Statesman News Service


LEH, Nov. 25: Two years ago, at 19, Tsering Ladol became the first girl from Jammu and Kashmir to conquer Mount Everest. Given the fact that she hailed from the difficult and land-locked region of Ladakh, the Everest conquest should have brought her recognition and laurels.

But two years on, Ladol hasn’t been given due recognition by the Jammu and Kashmir government. Nobody from the Jammu and Kashmir youth services and sports department approached her or even honoured her.

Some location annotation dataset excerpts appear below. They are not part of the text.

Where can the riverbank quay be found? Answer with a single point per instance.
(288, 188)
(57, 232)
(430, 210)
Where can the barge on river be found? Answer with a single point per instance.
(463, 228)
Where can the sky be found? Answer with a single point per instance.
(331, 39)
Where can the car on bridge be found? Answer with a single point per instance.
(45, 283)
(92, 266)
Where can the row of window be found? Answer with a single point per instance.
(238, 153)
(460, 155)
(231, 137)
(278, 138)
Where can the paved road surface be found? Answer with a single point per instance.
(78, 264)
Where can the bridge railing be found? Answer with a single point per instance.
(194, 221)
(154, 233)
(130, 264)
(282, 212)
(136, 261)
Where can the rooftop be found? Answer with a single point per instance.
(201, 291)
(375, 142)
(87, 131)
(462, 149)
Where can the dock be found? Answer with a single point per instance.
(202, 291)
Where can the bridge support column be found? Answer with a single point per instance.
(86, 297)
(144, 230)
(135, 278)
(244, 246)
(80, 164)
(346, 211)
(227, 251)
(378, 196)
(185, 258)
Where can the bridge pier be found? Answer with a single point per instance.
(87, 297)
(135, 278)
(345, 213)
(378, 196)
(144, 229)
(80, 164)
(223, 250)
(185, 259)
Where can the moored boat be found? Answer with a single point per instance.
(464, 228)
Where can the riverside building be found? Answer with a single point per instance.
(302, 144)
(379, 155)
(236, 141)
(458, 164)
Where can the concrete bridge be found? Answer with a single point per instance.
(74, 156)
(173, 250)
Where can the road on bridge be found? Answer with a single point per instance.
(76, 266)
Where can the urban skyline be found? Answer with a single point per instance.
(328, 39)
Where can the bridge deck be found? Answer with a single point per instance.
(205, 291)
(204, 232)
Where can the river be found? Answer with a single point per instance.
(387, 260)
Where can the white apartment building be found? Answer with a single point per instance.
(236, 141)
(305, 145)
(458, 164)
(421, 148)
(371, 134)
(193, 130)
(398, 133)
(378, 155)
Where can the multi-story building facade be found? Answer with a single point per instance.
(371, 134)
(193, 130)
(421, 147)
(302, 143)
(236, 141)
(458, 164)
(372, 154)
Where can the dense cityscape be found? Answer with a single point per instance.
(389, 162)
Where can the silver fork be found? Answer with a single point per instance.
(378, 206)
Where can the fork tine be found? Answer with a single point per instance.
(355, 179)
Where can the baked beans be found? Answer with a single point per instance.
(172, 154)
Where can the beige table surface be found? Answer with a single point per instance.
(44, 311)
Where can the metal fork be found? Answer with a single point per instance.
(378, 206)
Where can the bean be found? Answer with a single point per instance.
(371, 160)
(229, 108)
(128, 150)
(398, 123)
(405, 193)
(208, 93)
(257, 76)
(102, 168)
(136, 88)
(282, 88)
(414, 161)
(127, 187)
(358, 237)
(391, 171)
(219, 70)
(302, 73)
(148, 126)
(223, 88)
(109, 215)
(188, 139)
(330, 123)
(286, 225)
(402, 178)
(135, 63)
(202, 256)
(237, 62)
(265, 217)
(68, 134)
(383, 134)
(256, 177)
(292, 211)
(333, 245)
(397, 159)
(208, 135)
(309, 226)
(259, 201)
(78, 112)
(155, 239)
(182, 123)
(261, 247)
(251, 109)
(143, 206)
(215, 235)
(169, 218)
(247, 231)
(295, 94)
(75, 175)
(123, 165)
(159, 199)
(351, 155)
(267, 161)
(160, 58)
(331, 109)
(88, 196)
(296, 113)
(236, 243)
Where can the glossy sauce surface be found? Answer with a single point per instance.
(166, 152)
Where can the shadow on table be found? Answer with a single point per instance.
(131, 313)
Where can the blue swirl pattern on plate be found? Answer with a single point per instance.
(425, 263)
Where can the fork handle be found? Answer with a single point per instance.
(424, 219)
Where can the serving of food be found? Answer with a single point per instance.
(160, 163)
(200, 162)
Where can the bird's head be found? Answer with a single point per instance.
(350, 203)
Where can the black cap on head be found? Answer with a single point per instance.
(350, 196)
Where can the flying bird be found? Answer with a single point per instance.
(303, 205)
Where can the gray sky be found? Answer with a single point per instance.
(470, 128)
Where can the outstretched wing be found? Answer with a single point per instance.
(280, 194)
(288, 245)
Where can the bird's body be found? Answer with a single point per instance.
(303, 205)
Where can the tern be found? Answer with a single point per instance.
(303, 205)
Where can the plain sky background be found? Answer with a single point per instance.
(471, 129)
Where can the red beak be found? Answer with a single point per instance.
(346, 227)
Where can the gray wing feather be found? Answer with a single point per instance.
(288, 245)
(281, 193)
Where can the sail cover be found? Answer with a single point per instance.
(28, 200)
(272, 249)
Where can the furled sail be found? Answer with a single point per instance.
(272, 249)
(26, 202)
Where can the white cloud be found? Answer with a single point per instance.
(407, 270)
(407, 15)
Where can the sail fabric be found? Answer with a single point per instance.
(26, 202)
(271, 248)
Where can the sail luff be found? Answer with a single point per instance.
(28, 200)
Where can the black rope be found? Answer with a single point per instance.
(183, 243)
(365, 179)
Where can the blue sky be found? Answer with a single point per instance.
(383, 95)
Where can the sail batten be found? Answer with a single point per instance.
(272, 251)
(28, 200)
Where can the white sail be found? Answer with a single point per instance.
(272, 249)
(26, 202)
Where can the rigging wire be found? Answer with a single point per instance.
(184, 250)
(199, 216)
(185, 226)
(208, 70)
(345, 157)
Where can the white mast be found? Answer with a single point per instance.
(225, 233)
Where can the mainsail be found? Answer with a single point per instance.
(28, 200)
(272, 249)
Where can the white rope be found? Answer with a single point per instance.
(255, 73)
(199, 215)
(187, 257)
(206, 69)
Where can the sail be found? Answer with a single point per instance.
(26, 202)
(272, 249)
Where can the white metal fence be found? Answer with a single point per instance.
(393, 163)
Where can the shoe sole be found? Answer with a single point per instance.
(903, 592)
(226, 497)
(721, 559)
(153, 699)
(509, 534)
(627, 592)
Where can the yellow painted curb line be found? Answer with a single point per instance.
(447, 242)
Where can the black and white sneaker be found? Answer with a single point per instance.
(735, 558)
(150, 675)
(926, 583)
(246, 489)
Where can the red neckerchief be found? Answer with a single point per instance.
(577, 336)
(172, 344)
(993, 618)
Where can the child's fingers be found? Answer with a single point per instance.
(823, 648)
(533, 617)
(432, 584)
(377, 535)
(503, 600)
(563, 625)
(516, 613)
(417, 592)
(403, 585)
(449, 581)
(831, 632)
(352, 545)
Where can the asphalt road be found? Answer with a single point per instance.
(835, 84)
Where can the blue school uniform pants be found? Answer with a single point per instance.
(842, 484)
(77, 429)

Hailing from the Changthang area, she belongs to the Changpa nomadic tribe scattered in the remote Changthang plateau in Ladakh and Tibet. The tribe mostly relies on its cattle, comprising yaks and Pashmina goats, for their livelihood in the plateau where temperatures plummet to several degrees below zero in winter. Living at an altitude of 11,000 to 25,000 feet, Ladol, the eldest of seven brothers and sisters, was first spotted by an NCC teacher living in Leh when she visited Changthang a few years ago. She asked Ladol’s parents if she could take Ladol with her to Leh. 

As her parents agreed, the young Ladakhi girl found herself growing up in the town. She was put in a school, joined the National Cadet Corps and excelled in mountaineering that comes naturally to her. “I belong to a poor family and doubled up as herder in my area.
“There was no scope for education and the area was cut off,” Ladol said. She also scaled the Siachen glacier with the Army and excelled in mountaineering with little resources and no institutional training. Ladakh, that witnessed the Kargil war in 1999, has no mountaineering institution to train youngsters “who want to be mountaineers but there is no formal training. For scaling heights like that of Mount Everest, one has to know the basics of mountaineering, hence the requirement for specialised training,” believes Ladol, adding that without training, the talents go untapped. She thinks there should at least be more expeditions that can be planned for the young here.

“In Jammu and Kashmir, you shouldn't have any expectations from the government,” said a veteran mountaineer and Padamshree awardee, Sonam Wangyal, who scaled the Everest in 1965. Wangyal said he was promised by the state political leadership that funds would be allotted to spread awareness about mountaineering in schools. The funds are yet to come.